I'm studying deRham cohomology using Madsen's From Calculus To Cohomology and the theorem 7.3 is the hairy ball theorem.
Given a tangent vector field $v:S^n\to\mathbb{R}^{n+1}$ such that $v(x)\neq 0$ forall $x\in S^n$, he extends it to a tangent vector field $w:\mathbb{R}^{n+1}-\{0\}\to\mathbb{R}^{n+1}$ by setting $w(x)=\frac{x}{||x||}$. Then he defines the homotopy $F:\mathbb{R}^{n+1}-\{0\}\times [0,1]\to \mathbb{R}^{n+1}-\{0\}$ by $$ F(x,t)=(\cos\pi t)x+(\sin\pi t)w(x) $$ between the identity on $\mathbb{R}^{n+1}-\{0\}$ and minus the identity. What I don't get here is why is $w(x)$ necessary, wouldn't any non-zero constant vector lead to the same kind of homotopy? More precisely, where in this homotopy is $w$ needed to be a tangent vector field?

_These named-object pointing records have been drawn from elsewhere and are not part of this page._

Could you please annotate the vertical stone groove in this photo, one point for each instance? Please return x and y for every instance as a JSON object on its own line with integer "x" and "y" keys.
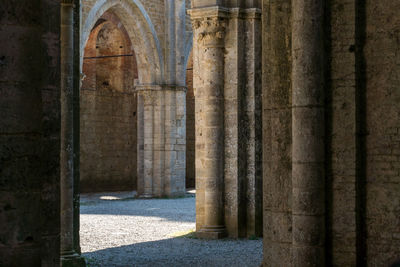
{"x": 66, "y": 156}
{"x": 308, "y": 125}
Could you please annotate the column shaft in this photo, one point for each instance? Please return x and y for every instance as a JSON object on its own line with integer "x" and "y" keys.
{"x": 66, "y": 157}
{"x": 209, "y": 33}
{"x": 308, "y": 133}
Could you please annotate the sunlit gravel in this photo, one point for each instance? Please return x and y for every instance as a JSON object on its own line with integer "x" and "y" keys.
{"x": 120, "y": 230}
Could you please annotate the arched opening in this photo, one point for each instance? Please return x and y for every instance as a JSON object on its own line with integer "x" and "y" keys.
{"x": 108, "y": 109}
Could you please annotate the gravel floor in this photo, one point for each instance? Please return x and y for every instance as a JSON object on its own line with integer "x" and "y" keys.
{"x": 118, "y": 230}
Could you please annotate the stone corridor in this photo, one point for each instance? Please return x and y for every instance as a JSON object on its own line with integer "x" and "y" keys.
{"x": 119, "y": 230}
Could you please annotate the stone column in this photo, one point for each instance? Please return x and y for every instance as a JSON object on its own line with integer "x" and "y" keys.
{"x": 209, "y": 33}
{"x": 68, "y": 254}
{"x": 161, "y": 140}
{"x": 308, "y": 133}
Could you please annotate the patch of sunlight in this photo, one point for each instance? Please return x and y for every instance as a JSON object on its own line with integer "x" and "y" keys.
{"x": 109, "y": 198}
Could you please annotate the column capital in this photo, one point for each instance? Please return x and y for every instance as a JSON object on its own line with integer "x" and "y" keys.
{"x": 210, "y": 31}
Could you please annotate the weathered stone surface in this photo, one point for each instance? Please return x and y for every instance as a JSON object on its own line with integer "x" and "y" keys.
{"x": 108, "y": 124}
{"x": 30, "y": 133}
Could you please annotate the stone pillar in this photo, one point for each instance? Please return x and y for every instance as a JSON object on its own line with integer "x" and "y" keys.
{"x": 252, "y": 108}
{"x": 69, "y": 257}
{"x": 161, "y": 140}
{"x": 209, "y": 33}
{"x": 308, "y": 133}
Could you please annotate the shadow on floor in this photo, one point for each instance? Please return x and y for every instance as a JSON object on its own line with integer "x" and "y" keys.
{"x": 180, "y": 251}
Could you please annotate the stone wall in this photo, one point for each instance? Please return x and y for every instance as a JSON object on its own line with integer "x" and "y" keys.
{"x": 381, "y": 30}
{"x": 108, "y": 110}
{"x": 154, "y": 8}
{"x": 30, "y": 133}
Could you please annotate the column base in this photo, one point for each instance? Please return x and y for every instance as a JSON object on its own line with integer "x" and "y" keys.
{"x": 72, "y": 260}
{"x": 212, "y": 232}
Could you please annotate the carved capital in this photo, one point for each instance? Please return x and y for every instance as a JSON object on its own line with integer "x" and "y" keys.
{"x": 210, "y": 31}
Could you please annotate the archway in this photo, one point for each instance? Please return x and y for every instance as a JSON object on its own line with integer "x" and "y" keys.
{"x": 141, "y": 33}
{"x": 108, "y": 109}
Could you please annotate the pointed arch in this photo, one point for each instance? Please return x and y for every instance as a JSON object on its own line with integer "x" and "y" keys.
{"x": 141, "y": 31}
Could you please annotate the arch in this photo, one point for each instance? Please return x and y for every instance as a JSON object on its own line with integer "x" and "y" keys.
{"x": 141, "y": 32}
{"x": 188, "y": 50}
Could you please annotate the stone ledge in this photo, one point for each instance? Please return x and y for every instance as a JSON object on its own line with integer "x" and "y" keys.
{"x": 73, "y": 261}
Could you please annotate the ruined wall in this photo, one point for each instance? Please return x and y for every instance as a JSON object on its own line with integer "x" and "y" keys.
{"x": 108, "y": 110}
{"x": 30, "y": 133}
{"x": 361, "y": 132}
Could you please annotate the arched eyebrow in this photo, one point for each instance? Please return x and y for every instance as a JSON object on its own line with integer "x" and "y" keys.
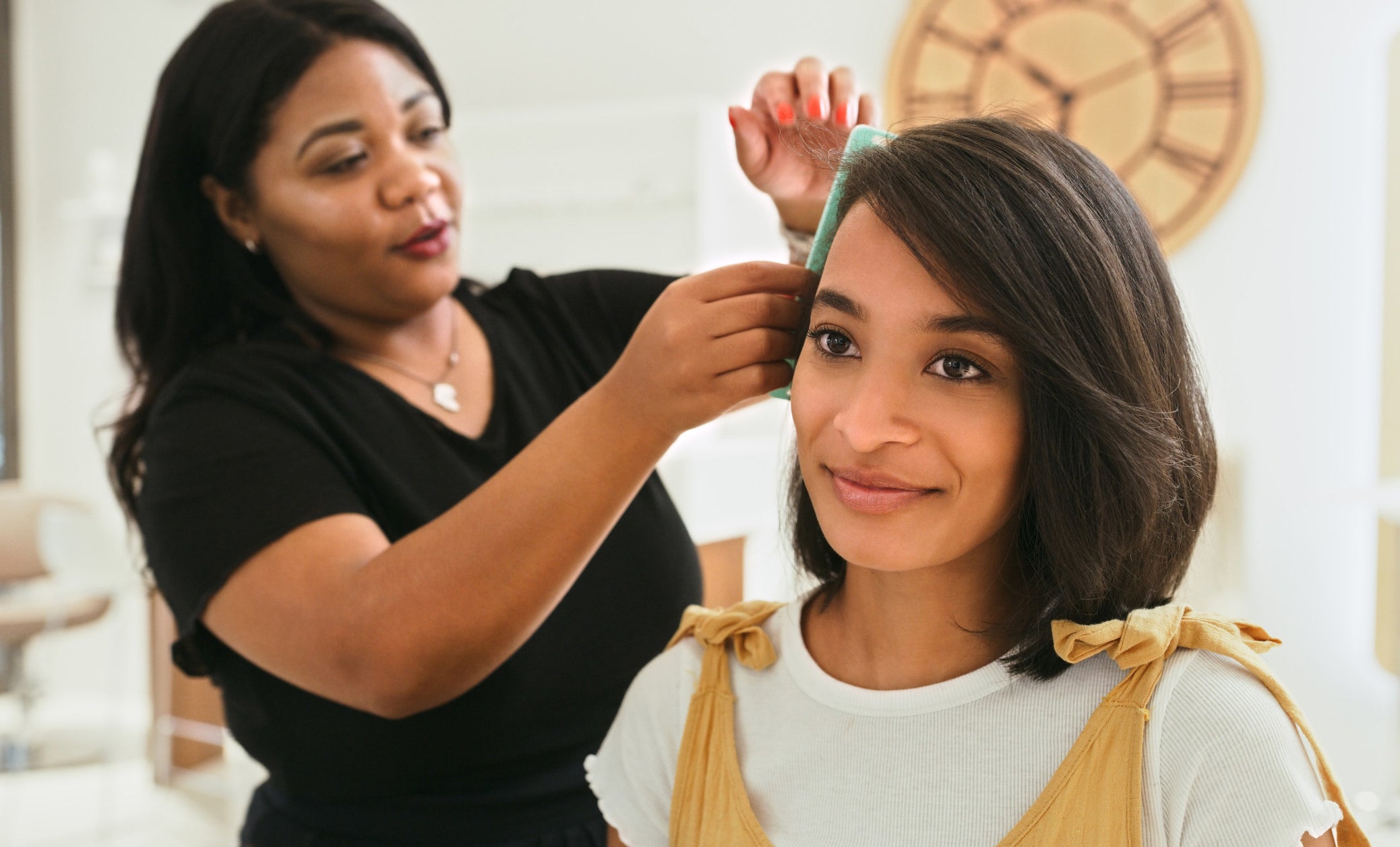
{"x": 944, "y": 323}
{"x": 834, "y": 300}
{"x": 356, "y": 125}
{"x": 969, "y": 323}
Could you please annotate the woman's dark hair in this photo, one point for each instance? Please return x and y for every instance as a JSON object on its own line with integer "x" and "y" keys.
{"x": 1035, "y": 232}
{"x": 185, "y": 284}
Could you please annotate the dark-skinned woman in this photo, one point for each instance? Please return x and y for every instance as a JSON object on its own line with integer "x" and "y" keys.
{"x": 408, "y": 524}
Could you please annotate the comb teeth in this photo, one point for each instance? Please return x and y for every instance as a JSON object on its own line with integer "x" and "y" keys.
{"x": 861, "y": 137}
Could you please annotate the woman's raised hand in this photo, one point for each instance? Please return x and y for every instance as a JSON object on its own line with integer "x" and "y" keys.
{"x": 783, "y": 139}
{"x": 710, "y": 342}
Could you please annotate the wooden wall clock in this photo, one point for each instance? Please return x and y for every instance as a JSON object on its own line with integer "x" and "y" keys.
{"x": 1165, "y": 92}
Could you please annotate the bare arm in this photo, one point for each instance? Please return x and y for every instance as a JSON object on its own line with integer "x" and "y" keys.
{"x": 396, "y": 629}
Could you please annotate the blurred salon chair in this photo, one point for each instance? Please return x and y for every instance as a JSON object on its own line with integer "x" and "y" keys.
{"x": 32, "y": 602}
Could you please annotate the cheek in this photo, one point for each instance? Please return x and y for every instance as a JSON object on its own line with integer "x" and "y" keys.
{"x": 815, "y": 400}
{"x": 987, "y": 447}
{"x": 307, "y": 220}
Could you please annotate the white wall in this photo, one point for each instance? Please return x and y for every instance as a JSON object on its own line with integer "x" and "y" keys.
{"x": 1283, "y": 287}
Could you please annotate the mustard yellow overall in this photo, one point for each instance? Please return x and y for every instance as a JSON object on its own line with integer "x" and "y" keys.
{"x": 1094, "y": 798}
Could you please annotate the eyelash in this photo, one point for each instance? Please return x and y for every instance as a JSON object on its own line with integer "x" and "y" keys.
{"x": 816, "y": 335}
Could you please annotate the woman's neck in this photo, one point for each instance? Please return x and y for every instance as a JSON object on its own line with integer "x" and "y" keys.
{"x": 421, "y": 342}
{"x": 888, "y": 630}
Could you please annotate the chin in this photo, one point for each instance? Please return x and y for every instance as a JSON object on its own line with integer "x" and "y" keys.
{"x": 878, "y": 544}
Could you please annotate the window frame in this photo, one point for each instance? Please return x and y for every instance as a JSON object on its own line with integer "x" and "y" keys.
{"x": 9, "y": 346}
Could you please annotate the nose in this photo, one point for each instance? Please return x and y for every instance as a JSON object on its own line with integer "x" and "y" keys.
{"x": 877, "y": 413}
{"x": 409, "y": 179}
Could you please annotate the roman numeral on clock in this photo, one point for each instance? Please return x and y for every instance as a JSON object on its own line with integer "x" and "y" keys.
{"x": 1224, "y": 87}
{"x": 1192, "y": 163}
{"x": 940, "y": 102}
{"x": 1014, "y": 7}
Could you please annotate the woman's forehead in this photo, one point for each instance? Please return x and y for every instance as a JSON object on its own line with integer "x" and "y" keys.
{"x": 353, "y": 80}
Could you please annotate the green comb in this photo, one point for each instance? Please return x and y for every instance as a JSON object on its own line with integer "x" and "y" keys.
{"x": 860, "y": 139}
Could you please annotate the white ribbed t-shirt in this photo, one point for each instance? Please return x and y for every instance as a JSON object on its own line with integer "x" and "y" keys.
{"x": 959, "y": 762}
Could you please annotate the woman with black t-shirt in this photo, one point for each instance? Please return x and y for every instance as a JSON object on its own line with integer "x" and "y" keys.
{"x": 409, "y": 526}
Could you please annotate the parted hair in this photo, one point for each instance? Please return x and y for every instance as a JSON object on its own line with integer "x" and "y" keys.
{"x": 1035, "y": 232}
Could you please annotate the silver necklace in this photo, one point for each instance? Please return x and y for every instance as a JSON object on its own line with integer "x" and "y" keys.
{"x": 443, "y": 391}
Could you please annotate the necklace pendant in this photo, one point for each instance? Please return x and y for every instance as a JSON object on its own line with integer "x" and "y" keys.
{"x": 446, "y": 397}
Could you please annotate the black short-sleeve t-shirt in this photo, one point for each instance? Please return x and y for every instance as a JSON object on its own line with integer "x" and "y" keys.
{"x": 257, "y": 439}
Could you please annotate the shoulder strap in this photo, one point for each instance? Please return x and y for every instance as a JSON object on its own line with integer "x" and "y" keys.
{"x": 1097, "y": 790}
{"x": 709, "y": 804}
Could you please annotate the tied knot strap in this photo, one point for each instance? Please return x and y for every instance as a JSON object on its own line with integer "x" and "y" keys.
{"x": 739, "y": 626}
{"x": 1150, "y": 635}
{"x": 1109, "y": 752}
{"x": 709, "y": 804}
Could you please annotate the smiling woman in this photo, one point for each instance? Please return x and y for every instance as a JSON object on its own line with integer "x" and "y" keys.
{"x": 1003, "y": 462}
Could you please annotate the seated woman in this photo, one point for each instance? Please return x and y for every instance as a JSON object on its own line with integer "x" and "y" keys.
{"x": 1000, "y": 430}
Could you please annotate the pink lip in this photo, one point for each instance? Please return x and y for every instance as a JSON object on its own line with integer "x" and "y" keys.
{"x": 430, "y": 240}
{"x": 874, "y": 493}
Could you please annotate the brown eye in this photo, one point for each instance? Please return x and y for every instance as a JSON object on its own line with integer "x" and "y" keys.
{"x": 956, "y": 367}
{"x": 833, "y": 344}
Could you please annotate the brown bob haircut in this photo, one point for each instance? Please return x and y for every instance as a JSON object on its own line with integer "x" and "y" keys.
{"x": 1031, "y": 230}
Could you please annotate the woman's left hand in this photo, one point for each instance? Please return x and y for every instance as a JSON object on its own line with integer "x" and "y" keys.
{"x": 785, "y": 136}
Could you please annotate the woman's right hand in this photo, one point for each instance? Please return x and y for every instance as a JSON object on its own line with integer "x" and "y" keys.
{"x": 710, "y": 342}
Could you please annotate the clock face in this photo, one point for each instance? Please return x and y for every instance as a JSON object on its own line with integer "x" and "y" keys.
{"x": 1165, "y": 92}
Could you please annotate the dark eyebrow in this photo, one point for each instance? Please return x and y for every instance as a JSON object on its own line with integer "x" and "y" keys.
{"x": 353, "y": 127}
{"x": 834, "y": 300}
{"x": 972, "y": 323}
{"x": 331, "y": 129}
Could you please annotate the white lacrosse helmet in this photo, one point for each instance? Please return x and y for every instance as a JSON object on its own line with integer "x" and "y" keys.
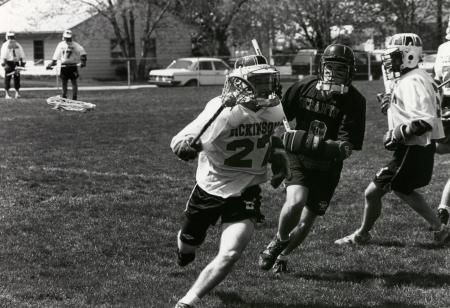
{"x": 264, "y": 78}
{"x": 67, "y": 34}
{"x": 410, "y": 45}
{"x": 10, "y": 35}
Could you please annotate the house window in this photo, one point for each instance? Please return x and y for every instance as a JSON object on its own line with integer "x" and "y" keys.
{"x": 116, "y": 52}
{"x": 38, "y": 52}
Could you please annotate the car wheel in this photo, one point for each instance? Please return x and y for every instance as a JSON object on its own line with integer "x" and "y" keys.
{"x": 192, "y": 83}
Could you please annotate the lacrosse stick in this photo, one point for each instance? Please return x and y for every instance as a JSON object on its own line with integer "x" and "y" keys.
{"x": 66, "y": 104}
{"x": 16, "y": 71}
{"x": 236, "y": 90}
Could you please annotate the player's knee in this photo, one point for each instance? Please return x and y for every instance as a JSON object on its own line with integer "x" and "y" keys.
{"x": 372, "y": 193}
{"x": 229, "y": 257}
{"x": 192, "y": 234}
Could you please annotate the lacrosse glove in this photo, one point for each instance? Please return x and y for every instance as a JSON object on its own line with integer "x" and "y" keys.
{"x": 403, "y": 132}
{"x": 185, "y": 150}
{"x": 384, "y": 99}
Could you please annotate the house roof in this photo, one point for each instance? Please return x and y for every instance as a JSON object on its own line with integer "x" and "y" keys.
{"x": 43, "y": 16}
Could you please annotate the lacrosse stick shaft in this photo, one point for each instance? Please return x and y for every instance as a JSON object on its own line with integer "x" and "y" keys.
{"x": 256, "y": 47}
{"x": 443, "y": 83}
{"x": 208, "y": 124}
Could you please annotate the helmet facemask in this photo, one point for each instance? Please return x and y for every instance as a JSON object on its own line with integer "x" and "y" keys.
{"x": 335, "y": 76}
{"x": 262, "y": 81}
{"x": 392, "y": 60}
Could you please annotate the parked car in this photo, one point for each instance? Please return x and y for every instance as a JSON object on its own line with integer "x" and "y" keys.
{"x": 191, "y": 72}
{"x": 307, "y": 61}
{"x": 428, "y": 63}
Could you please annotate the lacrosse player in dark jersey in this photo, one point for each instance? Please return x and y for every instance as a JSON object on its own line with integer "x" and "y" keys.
{"x": 330, "y": 123}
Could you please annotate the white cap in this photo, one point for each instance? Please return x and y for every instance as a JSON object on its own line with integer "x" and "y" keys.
{"x": 9, "y": 33}
{"x": 447, "y": 37}
{"x": 67, "y": 34}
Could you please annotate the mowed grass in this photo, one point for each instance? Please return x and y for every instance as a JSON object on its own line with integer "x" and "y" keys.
{"x": 90, "y": 205}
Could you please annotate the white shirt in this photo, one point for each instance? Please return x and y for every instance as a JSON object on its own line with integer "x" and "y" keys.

In most proofs I've seen, the homotopy constructed is $F:S^n\times [0,1]\to S^n$, defined similarly as $ F(x,t)=(\cos\pi t)x+(\sin\pi t)v(x) $. In this latter case I think more assumptions should be made over $v$ in order to keep $F(x,t)$ in $S^n$, but I still don't see why being tangent is one of them.
Note: The fact that he extends the vector field to $\mathbb{R}^{n+1}-\{0\}$ is because at that moment he has only defined the cohomology over open euclidean sets. I'm not asking why is it necesary to extend $v$ to $w$, but why is $w$ the only valid vector for that homotopy.
A nonzero constant vector doesn't do the job. Otherwise, it could be possible that $F(x,t) = 0$, which is forbidden. More precisely, say you choose a constant $w$, then $F(-w,1/4) = 0$. So that settles that.
In fact, for all $x$, $w(x)$ cannot be a multiple of $x$. Otherwise, $t \mapsto F(x,t)$ will go through $0$ at some point by the intermediate value theorem. Therefore, if you restrict to $x \in S^{n-1}$, you can project $w(x)$ to the tangent space of $S^{n-1}$ at $x$, and the result will be nonzero because $w(x)$ is not colinear to $x$. So if you can find a continuous $w(x)$ that isn't colinear with $x$ for every $x$, then you have a never zero vector field on the sphere. And vice-versa (from a never zero vector field $v$ on $S^{n-1}$, let $w(x) = v(x / \|x\|)$ as Madsen does).
Strictly speaking, it's not true that $w$ is the "only valid vector field". You could have chosen to extend $v$ to $\mathbb{R}^n$ in another way, for example $w(x) = \|x\|^{12345} \cdot v(x / \|x\|)$. That works too. But no matter how you slice it, you must end up with a vector field $w$ such that $w(x)$ is never colinear with $x$. So why do something complicated when you can do something simple...